Menjelang Hari Raya Idul Adha, masyarakat di berbagai wilayah Jawa Tengah kembali menggelar Tradisi Apitan, sebuah ritual budaya yang telah berlangsung selama ratusan tahun dan dikenal sebagai bentuk syukur atas limpahan hasil bumi.
Tradisi Apitan Jelang Idul Adha di Jawa Tengah: Ungkapan Syukur yang Tuai Pro-Kontra

Tradisi Apitan biasanya dilaksanakan pada bulan Apit dalam penanggalan Jawa—yang bertepatan dengan bulan Dzulqa’dah dalam kalender Hijriyah. Disebut “Apit” karena letaknya di antara dua hari raya besar Islam, yakni Idulfitri dan Idul Adha.
Pelaksanaan tradisi ini beragam di tiap daerah, namun umumnya diisi dengan kegiatan sedekah bumi, yaitu prosesi ritual yang melibatkan persembahan hasil bumi seperti padi, buah-buahan, dan makanan sebagai bentuk penghormatan terhadap alam dan rasa syukur kepada Tuhan Yang Maha Esa.
“Tradisi Apitan adalah warisan leluhur yang menggambarkan keharmonisan antara manusia, alam, dan Sang Pencipta,” ujar Budiyono, seorang tokoh adat dari Kabupaten Kendal. “Ini adalah momentum bersama masyarakat untuk bersyukur atas panen yang telah diterima.”
Namun demikian, pelaksanaan Tradisi Apitan tak luput dari kritik. Sejumlah pihak mempertanyakan nilai kemanfaatannya karena dalam beberapa perayaan, hasil bumi yang telah dihias dan diarak akhirnya dibuang begitu saja atau menjadi perebutan tanpa arah yang jelas.

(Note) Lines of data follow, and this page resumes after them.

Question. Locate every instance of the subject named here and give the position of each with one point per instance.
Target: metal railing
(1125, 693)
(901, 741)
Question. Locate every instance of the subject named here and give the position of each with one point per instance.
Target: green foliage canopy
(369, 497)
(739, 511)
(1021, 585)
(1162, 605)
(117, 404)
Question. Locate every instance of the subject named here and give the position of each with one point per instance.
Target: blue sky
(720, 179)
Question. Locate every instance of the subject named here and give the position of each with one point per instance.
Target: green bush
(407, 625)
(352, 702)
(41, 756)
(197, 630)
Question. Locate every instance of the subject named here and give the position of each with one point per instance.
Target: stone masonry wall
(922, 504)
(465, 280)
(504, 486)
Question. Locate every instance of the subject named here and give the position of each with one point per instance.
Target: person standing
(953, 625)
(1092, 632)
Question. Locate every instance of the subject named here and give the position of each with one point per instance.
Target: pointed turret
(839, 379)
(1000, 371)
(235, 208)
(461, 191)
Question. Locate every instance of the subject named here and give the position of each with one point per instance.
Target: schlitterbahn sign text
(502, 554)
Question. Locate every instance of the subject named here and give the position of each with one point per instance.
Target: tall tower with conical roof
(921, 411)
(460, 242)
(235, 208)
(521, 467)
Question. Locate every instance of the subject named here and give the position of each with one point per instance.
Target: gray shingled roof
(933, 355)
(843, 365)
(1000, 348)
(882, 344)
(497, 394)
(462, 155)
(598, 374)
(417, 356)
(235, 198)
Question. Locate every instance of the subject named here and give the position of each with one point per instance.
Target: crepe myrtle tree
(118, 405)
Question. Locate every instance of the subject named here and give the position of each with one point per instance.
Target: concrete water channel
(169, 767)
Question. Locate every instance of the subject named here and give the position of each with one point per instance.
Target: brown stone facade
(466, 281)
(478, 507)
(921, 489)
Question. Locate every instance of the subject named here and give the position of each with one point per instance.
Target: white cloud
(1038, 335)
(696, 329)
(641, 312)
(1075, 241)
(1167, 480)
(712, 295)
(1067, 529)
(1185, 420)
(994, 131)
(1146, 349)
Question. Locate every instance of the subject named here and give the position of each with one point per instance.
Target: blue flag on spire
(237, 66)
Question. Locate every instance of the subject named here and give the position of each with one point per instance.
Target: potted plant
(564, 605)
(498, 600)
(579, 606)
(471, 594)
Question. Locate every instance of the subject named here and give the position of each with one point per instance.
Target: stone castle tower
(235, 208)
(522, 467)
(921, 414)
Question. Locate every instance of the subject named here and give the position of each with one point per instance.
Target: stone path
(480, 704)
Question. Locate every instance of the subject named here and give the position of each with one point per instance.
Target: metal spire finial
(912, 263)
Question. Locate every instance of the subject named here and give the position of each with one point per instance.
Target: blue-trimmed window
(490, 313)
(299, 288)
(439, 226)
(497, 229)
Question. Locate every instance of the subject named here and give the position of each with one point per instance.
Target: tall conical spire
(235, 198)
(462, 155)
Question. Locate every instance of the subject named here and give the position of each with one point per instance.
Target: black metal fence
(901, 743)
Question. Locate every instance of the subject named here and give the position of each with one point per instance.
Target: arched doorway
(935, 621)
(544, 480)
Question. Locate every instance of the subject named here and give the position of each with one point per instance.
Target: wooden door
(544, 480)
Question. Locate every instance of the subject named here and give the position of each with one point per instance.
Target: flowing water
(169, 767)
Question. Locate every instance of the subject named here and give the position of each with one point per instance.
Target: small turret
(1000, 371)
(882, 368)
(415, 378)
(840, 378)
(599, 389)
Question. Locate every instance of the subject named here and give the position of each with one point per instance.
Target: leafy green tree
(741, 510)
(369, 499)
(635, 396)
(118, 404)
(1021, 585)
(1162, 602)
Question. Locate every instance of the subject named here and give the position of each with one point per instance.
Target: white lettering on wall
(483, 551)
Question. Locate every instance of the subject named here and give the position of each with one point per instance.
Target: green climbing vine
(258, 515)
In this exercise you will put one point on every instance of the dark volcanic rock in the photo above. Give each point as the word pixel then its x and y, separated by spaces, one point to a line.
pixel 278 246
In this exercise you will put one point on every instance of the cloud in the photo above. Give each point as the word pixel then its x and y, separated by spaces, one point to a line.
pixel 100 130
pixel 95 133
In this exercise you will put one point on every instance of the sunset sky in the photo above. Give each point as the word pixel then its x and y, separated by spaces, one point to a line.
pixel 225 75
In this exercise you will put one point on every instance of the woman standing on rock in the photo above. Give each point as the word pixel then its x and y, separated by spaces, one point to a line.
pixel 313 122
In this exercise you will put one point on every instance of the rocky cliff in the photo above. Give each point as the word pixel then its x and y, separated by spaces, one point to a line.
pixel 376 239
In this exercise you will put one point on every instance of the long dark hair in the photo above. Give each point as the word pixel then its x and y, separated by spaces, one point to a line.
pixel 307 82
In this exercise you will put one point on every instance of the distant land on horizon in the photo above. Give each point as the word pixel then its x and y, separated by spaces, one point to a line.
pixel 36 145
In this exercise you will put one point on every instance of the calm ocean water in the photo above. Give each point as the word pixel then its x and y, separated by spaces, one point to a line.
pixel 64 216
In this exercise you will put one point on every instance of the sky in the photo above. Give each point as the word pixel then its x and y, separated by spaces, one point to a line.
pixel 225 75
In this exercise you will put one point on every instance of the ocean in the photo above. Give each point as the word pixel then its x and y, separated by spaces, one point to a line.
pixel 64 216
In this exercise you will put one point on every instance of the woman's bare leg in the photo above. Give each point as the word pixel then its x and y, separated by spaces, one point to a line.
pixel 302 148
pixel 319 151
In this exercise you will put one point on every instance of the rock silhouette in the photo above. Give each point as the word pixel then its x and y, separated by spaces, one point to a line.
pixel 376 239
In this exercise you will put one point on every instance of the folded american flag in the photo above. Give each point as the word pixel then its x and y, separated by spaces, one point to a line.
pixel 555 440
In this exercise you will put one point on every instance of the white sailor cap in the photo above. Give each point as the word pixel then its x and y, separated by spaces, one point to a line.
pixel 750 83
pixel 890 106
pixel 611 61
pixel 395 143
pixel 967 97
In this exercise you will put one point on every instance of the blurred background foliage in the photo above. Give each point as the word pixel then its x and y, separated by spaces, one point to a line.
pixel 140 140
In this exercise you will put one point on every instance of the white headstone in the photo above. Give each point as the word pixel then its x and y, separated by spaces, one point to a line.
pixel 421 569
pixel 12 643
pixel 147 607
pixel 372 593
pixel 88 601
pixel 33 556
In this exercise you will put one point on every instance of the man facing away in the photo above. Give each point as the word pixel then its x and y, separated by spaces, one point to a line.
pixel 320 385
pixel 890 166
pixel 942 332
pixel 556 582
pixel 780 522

“Sayang sekali jika hasil pertanian yang bisa dimanfaatkan untuk konsumsi justru dibuang atau tidak digunakan secara maksimal,” ujar Tri Mulyani, aktivis lingkungan di Semarang. “Perlu ada edukasi agar tradisi ini tetap bisa berlangsung namun lebih ramah lingkungan dan sosial.”
Menanggapi kritik tersebut, sejumlah tokoh masyarakat menyatakan perlunya penyesuaian bentuk pelaksanaan agar nilai-nilai tradisi tetap terjaga tanpa mengabaikan etika dan kemanfaatan.
Pemerintah daerah juga mulai memberikan dukungan dengan mengarahkan kegiatan sedekah bumi agar lebih produktif dan berkelanjutan, seperti dengan menyalurkan hasil bumi ke panti asuhan, dapur umum, atau program bantuan pangan lokal.
Tradisi Apitan tetap menjadi simbol penting dalam kehidupan sosial masyarakat Jawa Tengah, menandai ikatan budaya yang kuat sekaligus mengingatkan pentingnya rasa syukur. Tantangannya kini adalah bagaimana mempertahankan nilai luhur tersebut sambil tetap relevan dengan kebutuhan dan kesadaran zaman. (***)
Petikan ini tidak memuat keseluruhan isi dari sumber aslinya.